アレクサンドラの世話をルシェルカンドから命じられた彼女達が、王宮でどのように扱われるかをアレクサンドラは知らない。オシュクルは優しいけれど、王宮自体の管理は宰相達に一任されている。他国の貴族出身の彼女達をそこまで極端に粗雑に扱いはしないだろうが、主に仕える本分を放棄した彼女達に向けられる視線は、きっと優しいものではないだろう。アレクサンドラは、彼女達に待ち受けているであろう未来を、どこか意地が悪い気持ちで想定した。

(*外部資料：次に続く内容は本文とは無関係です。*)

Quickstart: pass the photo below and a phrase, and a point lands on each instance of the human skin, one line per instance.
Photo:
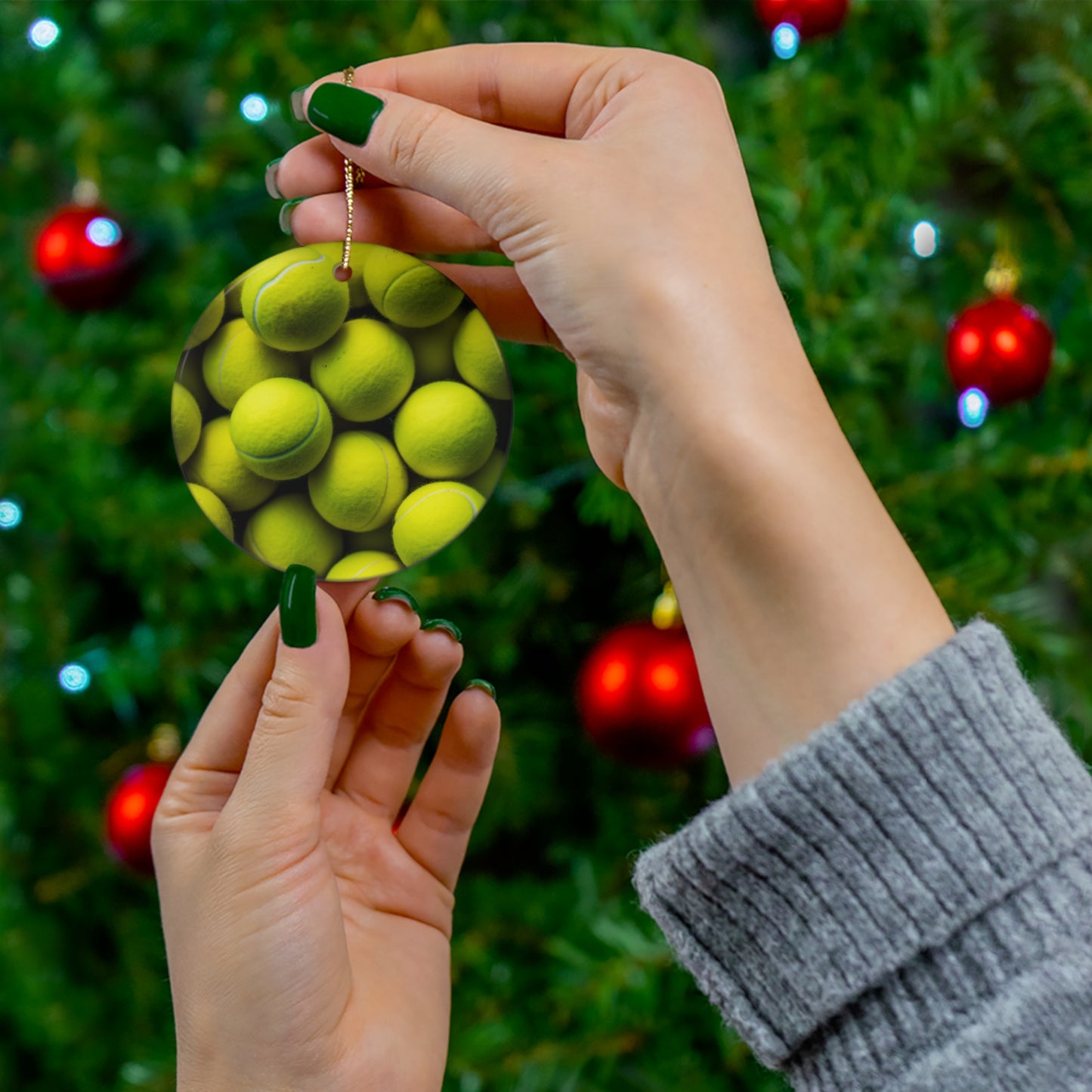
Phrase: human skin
(613, 181)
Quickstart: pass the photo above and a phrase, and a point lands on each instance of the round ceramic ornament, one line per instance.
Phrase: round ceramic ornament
(342, 405)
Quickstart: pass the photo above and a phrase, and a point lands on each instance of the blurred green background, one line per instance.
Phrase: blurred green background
(967, 115)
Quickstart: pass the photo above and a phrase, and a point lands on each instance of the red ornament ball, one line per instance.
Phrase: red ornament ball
(84, 258)
(129, 810)
(640, 697)
(1003, 348)
(812, 17)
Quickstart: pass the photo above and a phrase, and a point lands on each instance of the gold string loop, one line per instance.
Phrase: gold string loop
(354, 176)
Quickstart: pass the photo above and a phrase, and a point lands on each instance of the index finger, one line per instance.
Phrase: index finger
(518, 84)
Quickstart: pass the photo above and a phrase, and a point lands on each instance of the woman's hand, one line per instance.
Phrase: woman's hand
(308, 944)
(636, 243)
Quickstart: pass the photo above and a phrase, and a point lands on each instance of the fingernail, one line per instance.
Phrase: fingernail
(299, 625)
(284, 218)
(397, 593)
(450, 627)
(297, 103)
(271, 186)
(343, 112)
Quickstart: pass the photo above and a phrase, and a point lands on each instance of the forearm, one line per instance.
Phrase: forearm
(799, 592)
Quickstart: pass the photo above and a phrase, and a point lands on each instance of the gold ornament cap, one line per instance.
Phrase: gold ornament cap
(165, 745)
(665, 611)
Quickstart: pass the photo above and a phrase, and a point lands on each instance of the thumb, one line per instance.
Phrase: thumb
(475, 167)
(289, 753)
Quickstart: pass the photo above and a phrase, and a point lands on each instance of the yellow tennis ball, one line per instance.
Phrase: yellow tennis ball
(485, 481)
(357, 260)
(478, 360)
(282, 428)
(444, 431)
(236, 358)
(360, 483)
(184, 422)
(407, 291)
(432, 517)
(365, 370)
(363, 565)
(292, 301)
(432, 350)
(213, 508)
(216, 466)
(208, 322)
(287, 531)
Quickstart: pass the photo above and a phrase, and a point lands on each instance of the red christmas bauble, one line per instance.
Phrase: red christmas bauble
(640, 697)
(1003, 348)
(84, 258)
(812, 17)
(129, 810)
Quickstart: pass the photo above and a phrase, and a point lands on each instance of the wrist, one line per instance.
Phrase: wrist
(799, 592)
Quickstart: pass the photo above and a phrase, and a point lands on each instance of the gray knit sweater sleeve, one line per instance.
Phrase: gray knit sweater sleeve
(905, 900)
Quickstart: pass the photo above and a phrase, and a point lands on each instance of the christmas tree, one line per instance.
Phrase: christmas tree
(890, 162)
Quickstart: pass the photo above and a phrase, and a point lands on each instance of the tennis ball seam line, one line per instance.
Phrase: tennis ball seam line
(291, 451)
(269, 284)
(439, 493)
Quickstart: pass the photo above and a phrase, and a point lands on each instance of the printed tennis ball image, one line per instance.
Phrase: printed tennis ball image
(214, 509)
(478, 360)
(236, 358)
(432, 517)
(184, 422)
(355, 427)
(292, 301)
(357, 260)
(216, 466)
(281, 428)
(407, 291)
(287, 531)
(444, 431)
(485, 481)
(363, 565)
(360, 483)
(365, 370)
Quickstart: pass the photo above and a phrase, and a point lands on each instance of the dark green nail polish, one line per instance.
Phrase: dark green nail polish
(271, 186)
(444, 625)
(343, 112)
(299, 625)
(297, 103)
(397, 593)
(285, 216)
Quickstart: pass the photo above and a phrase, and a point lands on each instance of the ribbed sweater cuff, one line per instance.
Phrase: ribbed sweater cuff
(883, 869)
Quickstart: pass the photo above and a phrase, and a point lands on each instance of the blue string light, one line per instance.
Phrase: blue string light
(924, 240)
(787, 41)
(104, 232)
(74, 679)
(11, 515)
(973, 407)
(43, 33)
(255, 108)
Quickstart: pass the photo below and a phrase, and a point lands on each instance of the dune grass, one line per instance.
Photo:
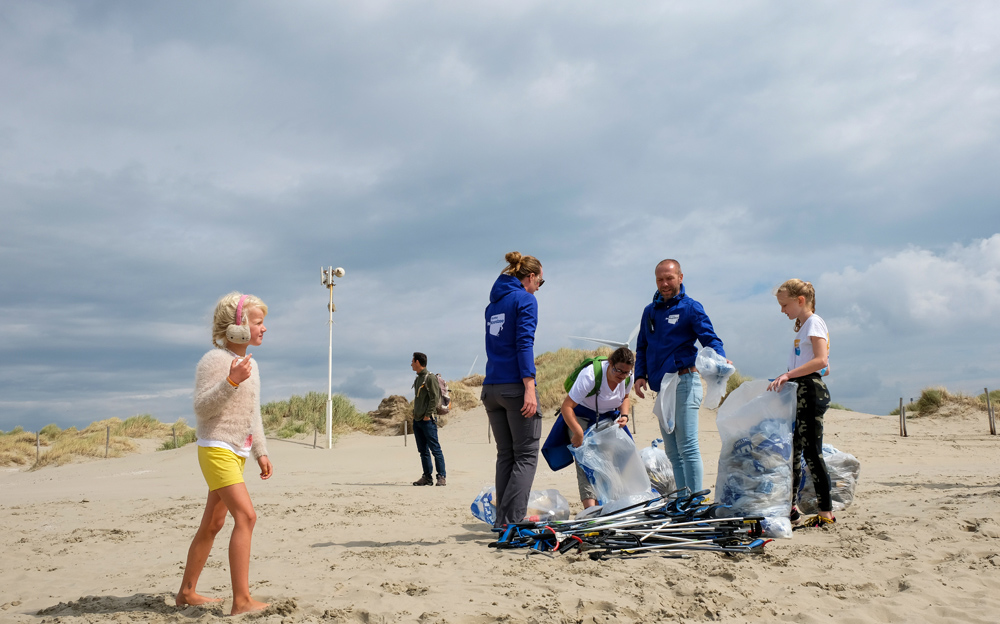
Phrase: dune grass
(936, 399)
(61, 446)
(17, 447)
(305, 414)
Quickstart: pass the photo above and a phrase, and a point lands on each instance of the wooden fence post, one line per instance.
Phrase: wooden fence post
(989, 412)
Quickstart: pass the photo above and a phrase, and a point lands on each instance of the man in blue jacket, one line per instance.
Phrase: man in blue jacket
(668, 330)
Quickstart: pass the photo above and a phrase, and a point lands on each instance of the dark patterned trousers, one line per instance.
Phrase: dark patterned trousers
(807, 440)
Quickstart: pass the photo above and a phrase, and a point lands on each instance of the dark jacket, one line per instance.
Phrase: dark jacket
(426, 395)
(666, 347)
(511, 318)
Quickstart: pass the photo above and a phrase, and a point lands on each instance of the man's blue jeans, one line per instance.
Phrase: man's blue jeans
(681, 446)
(425, 434)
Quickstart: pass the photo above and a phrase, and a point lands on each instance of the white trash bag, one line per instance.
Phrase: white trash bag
(755, 465)
(715, 370)
(609, 459)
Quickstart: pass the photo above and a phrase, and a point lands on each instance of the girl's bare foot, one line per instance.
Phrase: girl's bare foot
(194, 599)
(248, 607)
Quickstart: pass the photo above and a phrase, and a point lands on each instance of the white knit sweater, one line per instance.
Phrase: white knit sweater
(226, 413)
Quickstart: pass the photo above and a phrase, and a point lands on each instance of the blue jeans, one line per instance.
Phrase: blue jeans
(681, 446)
(425, 434)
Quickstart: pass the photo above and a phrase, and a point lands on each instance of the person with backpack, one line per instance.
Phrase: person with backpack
(598, 394)
(426, 400)
(665, 349)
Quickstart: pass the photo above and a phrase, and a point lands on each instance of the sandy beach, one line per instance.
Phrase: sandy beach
(342, 536)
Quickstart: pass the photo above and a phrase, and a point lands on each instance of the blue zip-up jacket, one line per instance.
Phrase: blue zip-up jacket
(667, 333)
(511, 319)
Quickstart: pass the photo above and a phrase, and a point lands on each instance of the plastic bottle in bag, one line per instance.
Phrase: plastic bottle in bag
(609, 459)
(715, 370)
(658, 468)
(755, 470)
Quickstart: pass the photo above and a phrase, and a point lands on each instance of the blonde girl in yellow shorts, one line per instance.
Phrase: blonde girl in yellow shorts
(227, 406)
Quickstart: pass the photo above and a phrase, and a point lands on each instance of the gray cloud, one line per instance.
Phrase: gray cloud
(152, 160)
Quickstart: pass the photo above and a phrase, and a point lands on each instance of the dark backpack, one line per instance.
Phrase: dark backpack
(445, 403)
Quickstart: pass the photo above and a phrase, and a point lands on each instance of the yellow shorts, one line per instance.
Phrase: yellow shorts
(220, 467)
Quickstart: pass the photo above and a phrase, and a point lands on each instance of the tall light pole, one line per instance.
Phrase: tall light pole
(326, 277)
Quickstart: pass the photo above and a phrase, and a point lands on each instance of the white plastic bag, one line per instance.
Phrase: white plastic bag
(658, 468)
(546, 506)
(715, 370)
(611, 463)
(665, 407)
(543, 506)
(755, 464)
(844, 470)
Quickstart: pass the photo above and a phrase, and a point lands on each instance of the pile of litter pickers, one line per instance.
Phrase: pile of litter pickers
(673, 524)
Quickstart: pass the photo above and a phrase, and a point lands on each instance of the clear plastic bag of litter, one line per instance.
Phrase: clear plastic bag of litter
(543, 506)
(715, 370)
(665, 406)
(609, 459)
(658, 468)
(546, 506)
(844, 470)
(755, 464)
(483, 506)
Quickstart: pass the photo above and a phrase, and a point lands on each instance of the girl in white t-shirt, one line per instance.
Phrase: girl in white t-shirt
(808, 362)
(609, 406)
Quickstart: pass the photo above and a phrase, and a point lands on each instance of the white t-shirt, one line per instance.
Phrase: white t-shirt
(802, 351)
(609, 399)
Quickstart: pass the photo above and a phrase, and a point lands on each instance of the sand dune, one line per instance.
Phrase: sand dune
(342, 536)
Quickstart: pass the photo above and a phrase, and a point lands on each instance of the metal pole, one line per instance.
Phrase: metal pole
(329, 380)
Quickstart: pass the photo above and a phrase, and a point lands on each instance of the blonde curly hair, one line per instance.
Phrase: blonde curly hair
(225, 314)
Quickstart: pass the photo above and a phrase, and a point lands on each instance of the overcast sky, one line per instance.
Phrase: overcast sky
(154, 156)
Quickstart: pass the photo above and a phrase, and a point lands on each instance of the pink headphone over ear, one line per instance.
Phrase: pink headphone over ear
(238, 333)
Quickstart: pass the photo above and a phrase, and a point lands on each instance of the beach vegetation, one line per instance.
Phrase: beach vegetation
(304, 414)
(17, 447)
(185, 434)
(938, 400)
(735, 380)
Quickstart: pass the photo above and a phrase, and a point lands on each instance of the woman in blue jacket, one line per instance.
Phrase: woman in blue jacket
(509, 388)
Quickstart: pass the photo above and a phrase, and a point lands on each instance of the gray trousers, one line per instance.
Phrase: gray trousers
(517, 449)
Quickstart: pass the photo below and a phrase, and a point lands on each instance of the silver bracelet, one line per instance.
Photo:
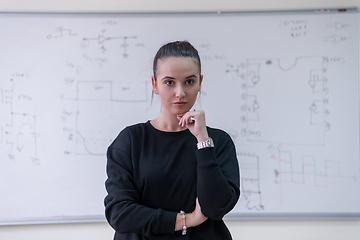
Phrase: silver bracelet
(184, 227)
(207, 143)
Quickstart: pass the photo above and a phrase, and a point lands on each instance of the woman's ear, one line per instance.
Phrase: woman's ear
(153, 82)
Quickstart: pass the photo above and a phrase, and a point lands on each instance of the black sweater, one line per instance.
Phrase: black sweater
(152, 175)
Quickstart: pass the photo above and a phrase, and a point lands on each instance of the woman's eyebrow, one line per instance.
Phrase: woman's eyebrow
(191, 76)
(167, 77)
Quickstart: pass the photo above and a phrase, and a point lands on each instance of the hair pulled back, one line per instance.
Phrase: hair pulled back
(176, 49)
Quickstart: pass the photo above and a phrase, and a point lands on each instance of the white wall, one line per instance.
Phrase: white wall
(242, 230)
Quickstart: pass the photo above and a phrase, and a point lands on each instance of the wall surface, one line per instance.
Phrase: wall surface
(244, 230)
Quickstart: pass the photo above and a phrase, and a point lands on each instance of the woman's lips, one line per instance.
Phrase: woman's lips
(180, 103)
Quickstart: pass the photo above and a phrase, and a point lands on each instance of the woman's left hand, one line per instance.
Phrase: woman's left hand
(197, 125)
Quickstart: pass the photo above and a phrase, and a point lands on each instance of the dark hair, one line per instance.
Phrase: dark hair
(176, 49)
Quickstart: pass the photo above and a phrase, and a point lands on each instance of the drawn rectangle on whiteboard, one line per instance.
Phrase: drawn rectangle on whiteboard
(93, 91)
(128, 91)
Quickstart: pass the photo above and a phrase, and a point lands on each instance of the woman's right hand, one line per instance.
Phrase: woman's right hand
(192, 219)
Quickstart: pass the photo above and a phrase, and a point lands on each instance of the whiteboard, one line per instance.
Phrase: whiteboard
(284, 85)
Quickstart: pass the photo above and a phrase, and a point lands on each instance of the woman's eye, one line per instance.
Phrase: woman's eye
(190, 81)
(169, 83)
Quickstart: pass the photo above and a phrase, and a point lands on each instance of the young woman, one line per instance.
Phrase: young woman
(172, 177)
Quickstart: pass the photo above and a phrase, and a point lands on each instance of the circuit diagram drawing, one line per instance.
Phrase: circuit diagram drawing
(278, 108)
(306, 170)
(61, 32)
(18, 136)
(250, 182)
(101, 40)
(93, 99)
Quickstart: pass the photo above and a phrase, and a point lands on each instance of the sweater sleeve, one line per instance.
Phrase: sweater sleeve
(218, 181)
(122, 204)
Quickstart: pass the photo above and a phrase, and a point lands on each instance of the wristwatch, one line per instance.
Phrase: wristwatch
(207, 143)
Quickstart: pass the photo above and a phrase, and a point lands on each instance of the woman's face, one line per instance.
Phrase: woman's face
(178, 82)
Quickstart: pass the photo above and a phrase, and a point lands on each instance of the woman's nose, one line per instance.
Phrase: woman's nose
(180, 91)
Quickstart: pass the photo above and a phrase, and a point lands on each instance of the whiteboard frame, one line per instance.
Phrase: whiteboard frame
(230, 216)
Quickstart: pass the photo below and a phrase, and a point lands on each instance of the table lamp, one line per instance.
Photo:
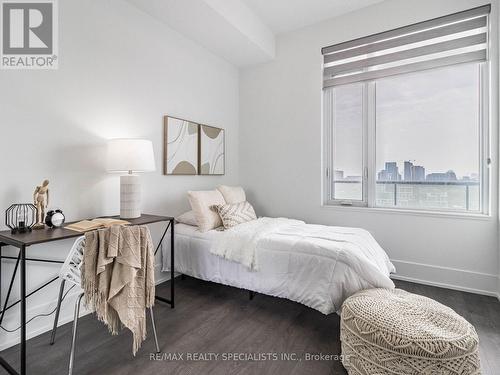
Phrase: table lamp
(130, 156)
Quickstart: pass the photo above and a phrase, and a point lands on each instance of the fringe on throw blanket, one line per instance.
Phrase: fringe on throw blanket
(118, 278)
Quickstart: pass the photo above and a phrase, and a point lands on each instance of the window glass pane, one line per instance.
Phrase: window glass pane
(348, 142)
(428, 138)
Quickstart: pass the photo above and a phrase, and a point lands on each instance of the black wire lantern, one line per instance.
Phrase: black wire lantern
(20, 218)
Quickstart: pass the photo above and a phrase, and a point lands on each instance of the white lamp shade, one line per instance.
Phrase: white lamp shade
(136, 155)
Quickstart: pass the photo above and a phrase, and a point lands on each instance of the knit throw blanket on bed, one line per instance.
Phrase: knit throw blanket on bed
(118, 278)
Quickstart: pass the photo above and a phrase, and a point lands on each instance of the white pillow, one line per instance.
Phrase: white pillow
(232, 194)
(201, 203)
(187, 218)
(236, 213)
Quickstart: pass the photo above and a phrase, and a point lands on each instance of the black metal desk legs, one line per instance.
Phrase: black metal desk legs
(22, 261)
(170, 301)
(23, 308)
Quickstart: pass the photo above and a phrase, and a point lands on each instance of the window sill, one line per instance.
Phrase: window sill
(410, 212)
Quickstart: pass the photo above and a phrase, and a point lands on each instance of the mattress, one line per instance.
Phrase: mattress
(320, 283)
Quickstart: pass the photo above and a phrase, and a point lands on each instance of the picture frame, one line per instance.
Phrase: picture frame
(180, 146)
(212, 152)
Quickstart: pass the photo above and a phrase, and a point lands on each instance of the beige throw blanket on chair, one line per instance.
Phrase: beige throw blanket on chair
(118, 278)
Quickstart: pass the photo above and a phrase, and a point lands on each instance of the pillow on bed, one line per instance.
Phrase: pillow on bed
(187, 218)
(202, 203)
(232, 194)
(236, 213)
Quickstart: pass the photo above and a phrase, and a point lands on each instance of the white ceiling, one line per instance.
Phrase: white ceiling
(243, 31)
(287, 15)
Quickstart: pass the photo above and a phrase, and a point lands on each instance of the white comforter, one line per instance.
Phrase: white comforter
(319, 266)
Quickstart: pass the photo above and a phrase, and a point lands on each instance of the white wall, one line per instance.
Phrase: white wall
(280, 152)
(119, 72)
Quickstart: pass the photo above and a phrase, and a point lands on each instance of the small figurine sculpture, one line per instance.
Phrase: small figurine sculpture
(41, 201)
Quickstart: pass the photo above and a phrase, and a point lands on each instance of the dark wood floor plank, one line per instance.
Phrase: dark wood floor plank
(214, 318)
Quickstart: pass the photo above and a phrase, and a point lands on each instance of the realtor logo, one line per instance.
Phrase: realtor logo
(29, 34)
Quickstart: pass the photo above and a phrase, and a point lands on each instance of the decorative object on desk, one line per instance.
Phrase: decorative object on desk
(41, 201)
(211, 150)
(55, 219)
(180, 147)
(99, 223)
(20, 218)
(132, 156)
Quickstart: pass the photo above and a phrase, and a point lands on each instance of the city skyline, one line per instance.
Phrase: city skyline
(410, 172)
(429, 118)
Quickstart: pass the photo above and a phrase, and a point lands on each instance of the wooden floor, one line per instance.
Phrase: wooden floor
(211, 318)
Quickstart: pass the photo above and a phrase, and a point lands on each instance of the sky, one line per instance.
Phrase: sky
(430, 118)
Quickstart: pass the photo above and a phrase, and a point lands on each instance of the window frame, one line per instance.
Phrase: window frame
(369, 151)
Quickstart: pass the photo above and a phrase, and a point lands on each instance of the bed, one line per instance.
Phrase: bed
(316, 265)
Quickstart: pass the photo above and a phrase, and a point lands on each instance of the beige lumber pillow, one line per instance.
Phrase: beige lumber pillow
(236, 213)
(202, 203)
(232, 194)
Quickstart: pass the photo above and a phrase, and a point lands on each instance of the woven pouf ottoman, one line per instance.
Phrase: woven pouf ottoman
(395, 332)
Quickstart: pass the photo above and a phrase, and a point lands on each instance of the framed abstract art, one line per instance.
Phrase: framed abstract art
(211, 151)
(180, 146)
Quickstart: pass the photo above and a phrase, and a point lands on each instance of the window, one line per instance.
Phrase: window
(409, 133)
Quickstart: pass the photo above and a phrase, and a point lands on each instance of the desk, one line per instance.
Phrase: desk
(24, 240)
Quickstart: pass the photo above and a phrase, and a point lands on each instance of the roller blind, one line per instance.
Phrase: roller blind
(457, 38)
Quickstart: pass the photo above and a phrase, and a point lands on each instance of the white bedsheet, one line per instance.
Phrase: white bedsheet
(296, 262)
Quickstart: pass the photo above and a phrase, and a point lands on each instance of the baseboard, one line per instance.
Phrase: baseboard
(447, 277)
(44, 324)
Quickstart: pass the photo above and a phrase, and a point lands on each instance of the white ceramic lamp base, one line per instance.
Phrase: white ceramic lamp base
(130, 196)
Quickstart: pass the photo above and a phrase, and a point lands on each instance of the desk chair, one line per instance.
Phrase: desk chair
(71, 272)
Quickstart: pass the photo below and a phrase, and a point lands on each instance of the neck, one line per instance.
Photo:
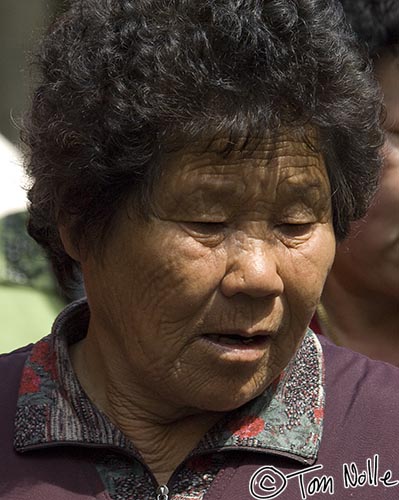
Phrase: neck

同情なんかしない。自分が勝手なことをしたせいでと、罪悪感を抱いたりもしない。アレクサンドラは、彼女たちが嫌いだ。元々嫌いだったが、最終的に自分を置いて行く決断をしたことで、決定的に嫌いになった。そしてアレクサンドラは嫌いな相手に心を傾ける程優しくない。
(主を置いて快適な空間にいることを、責められて居たたまれない気持ちで過ごせばいいのよ)
アレクサンドラは拗ねる子供のように唇を尖らせながら、侍女たちから顔を背けた。絶対に優しい言葉なんて言ってやらない。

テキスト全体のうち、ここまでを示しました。